Penulis: Jamaluddin Mohammad, Rumah Kitab
Cerita Mbak Alissa Wahid diperlakukan tidak wajar oleh petugas bandara lantaran dikira TKW/PMI adalah bentuk perlakuan tidak manusiawi dan merendahkan martabat kemanusiaan.
Jika petugas bandara/imigrasi/bea cukai menganggap pekerja migran sebagai manusia rendahan, mereka keliru besar dan sama halnya merendahkan pekerjaan mereka sendiri: Bukankah mereka juga buruh?
Mereka harus diberikan pelajaran tarikh bagaimana Nabi Muhammad SAW menganggap dan memperlakukan mereka sebagai makhluk paling mulia di dunia ini. “Bekerja dengan tangan sendiri adalah pekerjaan paling mulia,” kata Nabi SAW
Mentalittas inlander seperti ini kerap saya temukan juga di beberapa petugas imigrasi. Yang bersemayam di benak mereka, orang indonesia —- terlebih yang berpenampilan udik seperti saya —- yang akan bepergian ke luar negeri adalah buruh! (PMI). Ketika akan membuat paspor biasanya mereka akan mencecar dengan pertanyaan-pertanyaan yang menyudutkan dan penuh curiga, seperti sedang mengintograsi maling ayam.
Saya pernah punya pengalaman buruk dengan petugas imigrasi. Saat pertamakali membuat paspor, saya menyerahkan tiga dokumen sesuai persyaratan: KTP, KK, Akta/Ijazah. Nama saya yang tertulis di salah satu dari tiga dokumen itu disingkat: Mohammad ditulis Moh.
Akhirnya, kata petugas imigrasi, nama singkatan harus dibuang, karena nama identitas di pasport tidak boleh disingkat. Jadilah tinggal satu suku kata: Jamaluddin.
“Bapak mau kemana,” tanya petugas
“Umroh, Pak!”
“Karena keperluan Bapak mau umroh, nama yang tertulis di pasport harus terdiri dari tiga suku kata. Jadi, saya tambahkan nama ayah Bapak,” ujarnya.
Saya tidak keberatan karena aturannya mungkin begitu. Saya penasaran apakah peraturan ini berlaku untuk semua negara.
“Pasport ini kan tidak hanya saya gunakan untuk umroh. Barangkali saja sewaktu-waktu saya mau kemping di hutan Amazon atau hiling ke sudut Alaska, apakah penambahan nama ini tidak bermasalah, mengingat tidak sama dengan nama di KTP?” tanya saya.
“Tidak!”
Waktu itu saya manut saja. Saya bodoh dan tidak mengerti UU keimigrasian. Setahun berikutnya saya mendapat undangan ke Jepang. Ketika mengurus visa, visa saya ditolak, karena, menurut pihak kedutaan Jepang, nama KTP dan pasport tidak sama.
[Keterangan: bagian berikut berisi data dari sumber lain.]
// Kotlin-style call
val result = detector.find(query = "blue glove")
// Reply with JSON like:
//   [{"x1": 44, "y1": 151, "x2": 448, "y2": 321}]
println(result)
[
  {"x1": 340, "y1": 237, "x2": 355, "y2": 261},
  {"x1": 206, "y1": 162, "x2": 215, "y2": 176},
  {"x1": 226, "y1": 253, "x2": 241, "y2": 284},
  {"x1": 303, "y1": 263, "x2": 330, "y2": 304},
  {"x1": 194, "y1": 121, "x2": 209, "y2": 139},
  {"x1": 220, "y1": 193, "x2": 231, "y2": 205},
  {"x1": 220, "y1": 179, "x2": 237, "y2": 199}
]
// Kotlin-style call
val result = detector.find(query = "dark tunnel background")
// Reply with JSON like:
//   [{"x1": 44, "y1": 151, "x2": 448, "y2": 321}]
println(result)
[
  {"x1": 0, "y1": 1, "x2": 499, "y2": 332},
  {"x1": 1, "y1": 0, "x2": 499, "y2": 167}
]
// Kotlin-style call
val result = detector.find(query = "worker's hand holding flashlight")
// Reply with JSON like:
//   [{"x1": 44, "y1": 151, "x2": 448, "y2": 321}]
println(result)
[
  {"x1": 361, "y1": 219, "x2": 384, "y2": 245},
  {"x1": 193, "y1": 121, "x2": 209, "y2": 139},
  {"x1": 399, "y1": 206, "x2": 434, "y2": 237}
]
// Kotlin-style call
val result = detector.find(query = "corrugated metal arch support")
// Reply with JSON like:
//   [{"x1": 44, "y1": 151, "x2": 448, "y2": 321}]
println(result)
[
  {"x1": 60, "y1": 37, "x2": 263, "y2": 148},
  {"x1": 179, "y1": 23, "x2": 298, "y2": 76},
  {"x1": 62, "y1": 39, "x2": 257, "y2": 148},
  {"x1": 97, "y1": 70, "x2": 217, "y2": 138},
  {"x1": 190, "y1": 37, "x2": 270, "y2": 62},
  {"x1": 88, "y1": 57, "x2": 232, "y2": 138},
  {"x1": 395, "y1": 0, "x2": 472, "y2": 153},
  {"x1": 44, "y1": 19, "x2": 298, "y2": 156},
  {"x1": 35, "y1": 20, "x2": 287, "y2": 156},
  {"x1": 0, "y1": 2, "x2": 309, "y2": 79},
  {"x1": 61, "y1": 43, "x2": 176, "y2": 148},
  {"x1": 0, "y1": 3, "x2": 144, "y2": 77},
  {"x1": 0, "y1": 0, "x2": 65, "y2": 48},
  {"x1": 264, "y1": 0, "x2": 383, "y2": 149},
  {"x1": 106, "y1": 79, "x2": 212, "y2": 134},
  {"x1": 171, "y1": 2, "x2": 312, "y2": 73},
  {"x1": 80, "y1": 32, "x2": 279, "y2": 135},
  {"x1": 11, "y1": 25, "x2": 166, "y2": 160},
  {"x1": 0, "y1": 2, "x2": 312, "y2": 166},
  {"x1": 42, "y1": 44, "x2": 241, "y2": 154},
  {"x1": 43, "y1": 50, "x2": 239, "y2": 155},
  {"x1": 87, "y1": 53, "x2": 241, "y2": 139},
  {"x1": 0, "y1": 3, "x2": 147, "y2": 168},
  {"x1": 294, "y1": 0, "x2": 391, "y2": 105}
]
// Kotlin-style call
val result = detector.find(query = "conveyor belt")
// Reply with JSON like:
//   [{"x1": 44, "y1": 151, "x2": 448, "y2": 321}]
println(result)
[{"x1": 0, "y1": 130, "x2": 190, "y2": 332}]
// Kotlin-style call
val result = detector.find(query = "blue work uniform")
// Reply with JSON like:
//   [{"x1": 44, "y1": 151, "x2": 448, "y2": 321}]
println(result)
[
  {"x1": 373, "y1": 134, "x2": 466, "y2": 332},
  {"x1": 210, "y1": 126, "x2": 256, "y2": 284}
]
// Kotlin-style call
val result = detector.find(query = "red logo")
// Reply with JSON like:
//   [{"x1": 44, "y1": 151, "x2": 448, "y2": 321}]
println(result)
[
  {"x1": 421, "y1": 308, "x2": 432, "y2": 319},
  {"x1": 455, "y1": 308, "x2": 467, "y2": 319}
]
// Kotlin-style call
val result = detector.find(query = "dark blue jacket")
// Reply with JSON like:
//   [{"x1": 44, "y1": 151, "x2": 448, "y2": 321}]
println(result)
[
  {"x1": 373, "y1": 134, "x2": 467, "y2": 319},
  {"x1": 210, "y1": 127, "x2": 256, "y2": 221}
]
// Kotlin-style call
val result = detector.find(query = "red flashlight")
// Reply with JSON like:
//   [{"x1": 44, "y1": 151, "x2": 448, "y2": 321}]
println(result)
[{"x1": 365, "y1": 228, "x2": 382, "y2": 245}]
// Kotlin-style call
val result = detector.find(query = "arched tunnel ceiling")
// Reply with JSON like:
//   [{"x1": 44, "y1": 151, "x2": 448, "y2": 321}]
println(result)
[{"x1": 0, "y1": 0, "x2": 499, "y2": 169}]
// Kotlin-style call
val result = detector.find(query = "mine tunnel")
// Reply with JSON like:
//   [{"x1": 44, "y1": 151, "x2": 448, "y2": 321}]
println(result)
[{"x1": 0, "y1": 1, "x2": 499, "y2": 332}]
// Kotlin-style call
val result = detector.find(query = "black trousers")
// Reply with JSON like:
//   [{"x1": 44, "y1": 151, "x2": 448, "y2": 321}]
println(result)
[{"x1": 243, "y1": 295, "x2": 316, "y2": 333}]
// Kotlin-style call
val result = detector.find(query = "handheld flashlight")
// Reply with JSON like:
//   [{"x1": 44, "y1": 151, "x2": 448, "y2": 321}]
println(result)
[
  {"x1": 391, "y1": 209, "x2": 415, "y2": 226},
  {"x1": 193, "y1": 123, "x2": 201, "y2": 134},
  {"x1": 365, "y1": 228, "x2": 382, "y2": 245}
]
Saya sudah menjelaskan panjang lebar kronologi perbedaan nama ini. Namun, pihak kedutaan Jepang tak mau tahu. Yang musykil bagi saya, peraturan tiga suku kata ini asal usulnya bagaimana dan dari mana? Sebegitu tidak berdaulatkan negeri ini sampai-sampai nama orang saja harus didikte negara lain? Inlander!
Begiitu ada kesempatan mengurus perpanjangan paspor, saya tak ingin “musibah administrasi” ini terulang kembali. Saya mengurus pergantian nama saya di semua dokumen agar seragam. Begitu saya mengajukan pergantian nama ke pihak imigrasi, saya malah disuruh ke pengadilan mengajukan permohonan pergantian nama. Saya bilang ke mereka, yang merubah nama paspor ini Anda bukan saya. Saya tetap kalah dan menyerah. Susah berurusan dengan orang yang otaknya sudah beralih menjadi kertas!